La Forêt’s offerings are sold mainly through “allocations,” or subscriptions, that clients sign up for in advance—or gift their fortunate friends. You may also visit their retail shop and open kitchen to see Sherwood in action.
WOODHOUSE CHOCOLATES – ST. HELENA
John and Tracy Wood Anderson say that their love affair with fine European-style chocolates began during a college semester they spent together in Europe, sparking a desire to learn the craft and bring it home to John’s native Napa Valley.
It wasn’t until after John’s family sold their S. Anderson winery in St. Helena, where both John and Tracy had returned to work in various capacities after their studies, however, that the two put their dream into action. The couple also credit the movie Chocolat, starring Juliette Binoche and Johnny Depp, which premiered about the same time, with having “rekindled” their college dream.
Deciding to split the duties of their new venture, Tracy, who had attended the California Culinary Academy after college, embarked on a chocolate-making education throughout Europe and the Americas over the next two years and has served as Woodhouse’s lead chocolatier since the start. John also returned to school, earning his MBA. Today, the couple’s daughters, Christina and Caroline; Christina’s husband, Vince; and Tracy’s mother, Christine, also help run the business.
The couple opened their elegant European-style retail shop on St. Helena’s main drag a week before Easter in 2004, offering a few chocolate bunnies.
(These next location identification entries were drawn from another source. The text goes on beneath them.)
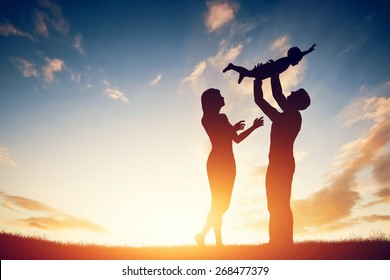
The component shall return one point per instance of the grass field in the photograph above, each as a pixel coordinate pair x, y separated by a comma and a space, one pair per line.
16, 247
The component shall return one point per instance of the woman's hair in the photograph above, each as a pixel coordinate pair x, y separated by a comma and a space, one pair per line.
303, 99
209, 98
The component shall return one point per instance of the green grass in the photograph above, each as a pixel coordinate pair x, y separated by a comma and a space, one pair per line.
17, 246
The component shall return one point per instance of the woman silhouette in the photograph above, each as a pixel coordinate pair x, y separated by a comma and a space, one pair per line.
221, 165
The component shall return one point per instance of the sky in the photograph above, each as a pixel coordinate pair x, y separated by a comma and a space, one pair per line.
100, 133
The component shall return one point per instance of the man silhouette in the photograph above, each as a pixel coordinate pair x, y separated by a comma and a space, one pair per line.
284, 130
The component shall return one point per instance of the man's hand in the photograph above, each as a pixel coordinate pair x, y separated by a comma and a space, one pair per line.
239, 126
258, 122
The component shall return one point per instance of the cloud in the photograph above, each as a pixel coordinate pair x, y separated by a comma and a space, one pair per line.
5, 158
49, 219
50, 15
75, 77
281, 45
7, 29
225, 55
77, 43
52, 66
333, 204
383, 195
381, 169
219, 14
114, 93
26, 68
196, 73
156, 80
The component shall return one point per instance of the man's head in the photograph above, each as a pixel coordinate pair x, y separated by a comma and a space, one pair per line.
295, 55
300, 99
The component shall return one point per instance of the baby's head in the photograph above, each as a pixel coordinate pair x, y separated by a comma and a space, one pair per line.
295, 55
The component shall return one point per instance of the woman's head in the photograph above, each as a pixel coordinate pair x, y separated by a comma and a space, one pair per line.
295, 55
212, 100
300, 99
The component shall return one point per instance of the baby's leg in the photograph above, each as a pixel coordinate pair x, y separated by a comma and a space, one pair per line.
229, 67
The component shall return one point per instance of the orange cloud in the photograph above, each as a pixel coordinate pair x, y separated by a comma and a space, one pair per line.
51, 218
7, 29
331, 207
The shop now sells at least 1,200 bunnies during the season, with prices ranging from $2 to $75.
Woodhouse uses Callebaut and Guittard chocolate to craft their beautiful chocolate creations, garnering rave reviews from locals and visitors to Wine Country alike. Woodhouse fulfills special orders from media maven Oprah Winfrey, as well as other celebrities.
These artisan chocolatiers and their world-class wares are putting Wine Country on the international map for more than just great wines.